Getting Started
- Install Docker Desktop 4.43.0+
- Open the terminal and run the following command:
docker offload
Usage: docker offload COMMAND
Docker Offload
Commands:
accounts Prints available accounts
diagnose Print diagnostic information
start Start a Docker Offload session
status Show the status of the Docker Offload connection
stop Stop a Docker Offload session
version Prints the version
Run 'docker offload COMMAND --help' for more information on a command.
Start a Docker Offload session
docker offload start
Please choose your Hub account and proceed further.
Enable or disable GPU support based on your preference.
!Tip: If you choose to enable GPU support, Docker Offload will run in an instance with an NVIDIA L4 GPU, which is useful for machine learning or compute-intensive workloads.
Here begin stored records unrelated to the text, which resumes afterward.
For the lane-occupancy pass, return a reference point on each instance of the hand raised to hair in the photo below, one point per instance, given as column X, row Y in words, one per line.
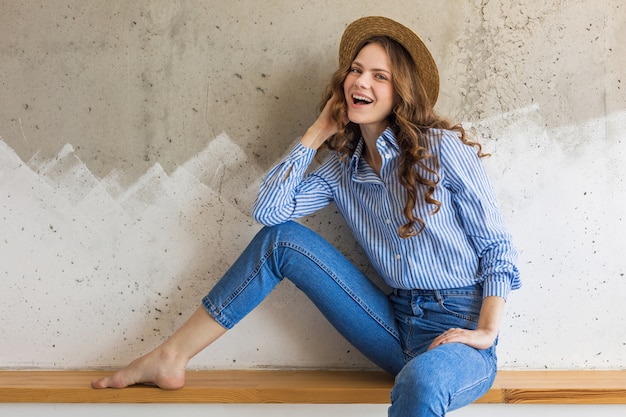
column 323, row 128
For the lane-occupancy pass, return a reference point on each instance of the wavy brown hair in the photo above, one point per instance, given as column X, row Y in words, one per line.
column 410, row 119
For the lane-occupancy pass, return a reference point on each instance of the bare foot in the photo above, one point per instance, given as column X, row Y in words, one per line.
column 157, row 367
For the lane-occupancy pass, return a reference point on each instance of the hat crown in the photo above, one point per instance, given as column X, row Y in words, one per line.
column 365, row 28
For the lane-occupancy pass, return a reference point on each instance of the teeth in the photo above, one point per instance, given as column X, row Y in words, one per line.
column 361, row 98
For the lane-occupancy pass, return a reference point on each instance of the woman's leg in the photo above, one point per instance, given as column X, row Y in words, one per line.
column 350, row 301
column 441, row 380
column 450, row 376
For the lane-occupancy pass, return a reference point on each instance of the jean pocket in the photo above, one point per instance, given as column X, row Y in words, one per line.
column 464, row 307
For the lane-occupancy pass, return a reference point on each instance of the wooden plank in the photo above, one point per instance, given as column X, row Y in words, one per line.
column 562, row 387
column 311, row 387
column 308, row 387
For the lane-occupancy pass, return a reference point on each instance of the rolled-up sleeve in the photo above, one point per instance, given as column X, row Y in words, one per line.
column 288, row 193
column 481, row 218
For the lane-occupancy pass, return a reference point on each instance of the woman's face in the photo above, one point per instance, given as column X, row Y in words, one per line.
column 369, row 91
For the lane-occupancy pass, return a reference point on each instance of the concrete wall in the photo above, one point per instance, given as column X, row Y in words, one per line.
column 134, row 135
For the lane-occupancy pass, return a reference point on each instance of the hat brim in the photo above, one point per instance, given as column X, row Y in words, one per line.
column 368, row 27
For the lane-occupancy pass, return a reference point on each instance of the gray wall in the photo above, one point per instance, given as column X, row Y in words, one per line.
column 133, row 136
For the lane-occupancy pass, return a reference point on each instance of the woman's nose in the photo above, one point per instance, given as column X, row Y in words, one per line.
column 361, row 81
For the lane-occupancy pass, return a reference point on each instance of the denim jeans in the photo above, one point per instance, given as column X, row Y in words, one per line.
column 393, row 331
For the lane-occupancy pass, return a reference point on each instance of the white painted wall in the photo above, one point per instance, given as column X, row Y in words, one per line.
column 134, row 134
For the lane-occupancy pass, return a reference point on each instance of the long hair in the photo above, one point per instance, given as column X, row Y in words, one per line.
column 410, row 118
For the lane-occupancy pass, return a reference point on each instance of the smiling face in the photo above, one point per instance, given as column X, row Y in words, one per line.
column 369, row 91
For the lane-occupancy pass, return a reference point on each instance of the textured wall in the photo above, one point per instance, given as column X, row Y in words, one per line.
column 133, row 136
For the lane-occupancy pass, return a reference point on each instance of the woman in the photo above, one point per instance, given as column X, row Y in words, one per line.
column 416, row 197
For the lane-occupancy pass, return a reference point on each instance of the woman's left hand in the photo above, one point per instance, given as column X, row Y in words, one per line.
column 478, row 339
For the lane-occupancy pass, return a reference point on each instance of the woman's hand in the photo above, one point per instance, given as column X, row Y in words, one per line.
column 478, row 339
column 323, row 128
column 486, row 332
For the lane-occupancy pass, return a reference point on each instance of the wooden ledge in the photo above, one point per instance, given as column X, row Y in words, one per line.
column 310, row 387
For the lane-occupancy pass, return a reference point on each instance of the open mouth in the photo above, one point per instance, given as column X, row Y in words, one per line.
column 359, row 99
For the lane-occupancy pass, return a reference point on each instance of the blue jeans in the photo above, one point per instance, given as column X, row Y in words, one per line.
column 393, row 331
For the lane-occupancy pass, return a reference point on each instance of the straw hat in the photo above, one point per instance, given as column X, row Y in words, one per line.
column 367, row 27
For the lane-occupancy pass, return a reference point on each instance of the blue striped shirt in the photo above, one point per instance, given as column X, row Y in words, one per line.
column 464, row 243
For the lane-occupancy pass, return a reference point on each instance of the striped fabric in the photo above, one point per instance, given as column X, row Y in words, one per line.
column 465, row 242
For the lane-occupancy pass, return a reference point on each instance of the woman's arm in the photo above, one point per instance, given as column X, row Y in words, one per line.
column 486, row 332
column 286, row 193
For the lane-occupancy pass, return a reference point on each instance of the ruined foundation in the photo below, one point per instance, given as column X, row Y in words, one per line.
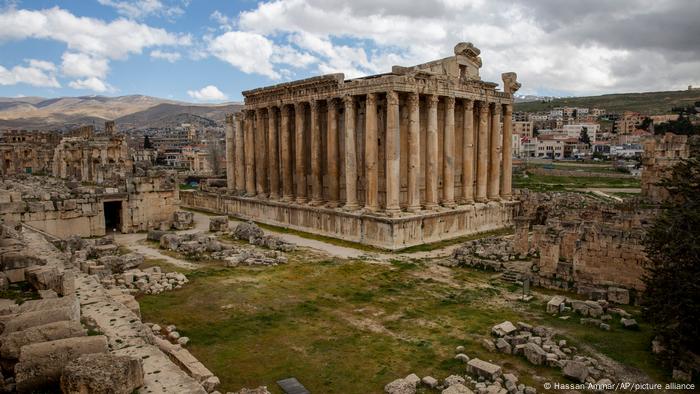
column 390, row 233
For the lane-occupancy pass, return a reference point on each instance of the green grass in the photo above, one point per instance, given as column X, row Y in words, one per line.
column 345, row 326
column 570, row 183
column 650, row 102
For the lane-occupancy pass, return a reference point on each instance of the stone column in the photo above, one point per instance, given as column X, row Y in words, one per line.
column 494, row 162
column 230, row 164
column 431, row 164
column 350, row 155
column 332, row 159
column 316, row 185
column 507, row 176
column 260, row 156
column 448, row 151
column 286, row 145
column 413, row 152
column 483, row 153
column 393, row 153
column 250, row 155
column 272, row 153
column 240, row 156
column 300, row 176
column 371, row 154
column 468, row 154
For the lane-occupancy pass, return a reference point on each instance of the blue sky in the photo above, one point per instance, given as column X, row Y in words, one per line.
column 210, row 51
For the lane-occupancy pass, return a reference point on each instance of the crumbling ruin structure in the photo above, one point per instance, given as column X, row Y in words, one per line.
column 93, row 158
column 661, row 153
column 588, row 246
column 392, row 160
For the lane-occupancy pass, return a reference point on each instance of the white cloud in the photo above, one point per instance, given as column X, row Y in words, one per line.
column 83, row 65
column 171, row 57
column 207, row 93
column 92, row 83
column 139, row 9
column 249, row 52
column 582, row 49
column 38, row 73
column 113, row 40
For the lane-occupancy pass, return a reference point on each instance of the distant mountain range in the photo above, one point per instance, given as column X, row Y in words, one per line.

It starts Docker Offload session through the docker
account.
Verify if a new docker-cloud
context is created or not.
docker context ls
NAME DESCRIPTION DOCKER ENDPOINT ERROR
default Current DOCKER_HOST based configuration unix:///var/run/docker.sock
desktop-linux Docker Desktop unix:///Users/ajeetsraina/.docker/run/docker.sock
docker-cloud * docker cloud context created by version v0.4.2 unix:///Users/ajeetsraina/.docker/cloud/docker-cloud.sock
tcd Testcontainers Desktop tcp://127.0.0.1:49496
By now, you should be able to able to print available accounts through CLI.
docker offload accounts
{
"user": {
"id": "15ee357d-XXXX-4d39-87d9-dc3b697b3392",
"fullName": "XXX",
"gravatarUrl": "",
"username": "XXX",
"state": "READY"
},
"orgs": [
{
"id": "57b45934-74c0-11e4-XXX-0242ac11001b",
"fullName": "Docker, Inc.",
"gravatarUrl": "https://www.gravatar.com/avatar/XXXXXa68e?s=80&r=g&d=mm",
"orgname": "docker",
"state": "READY"
},
{
"id": "96a075XXXXXX1a78b",
"fullName": "",
"gravatarUrl": "",
"orgname": "XXXX",
"state": "READY"
}
]
}
Check the status of Docker Offload.
docker offload status
Check the version
docker offload version
Docker Offload v0.4.2 build at 2025-06-30
Stop the Docker Offload
This command removes docker-cloud
instance from your system.
Using Docker Offload using Docker Dashboard
- Navigate to Settings > Beta Features to enable Docker Offload.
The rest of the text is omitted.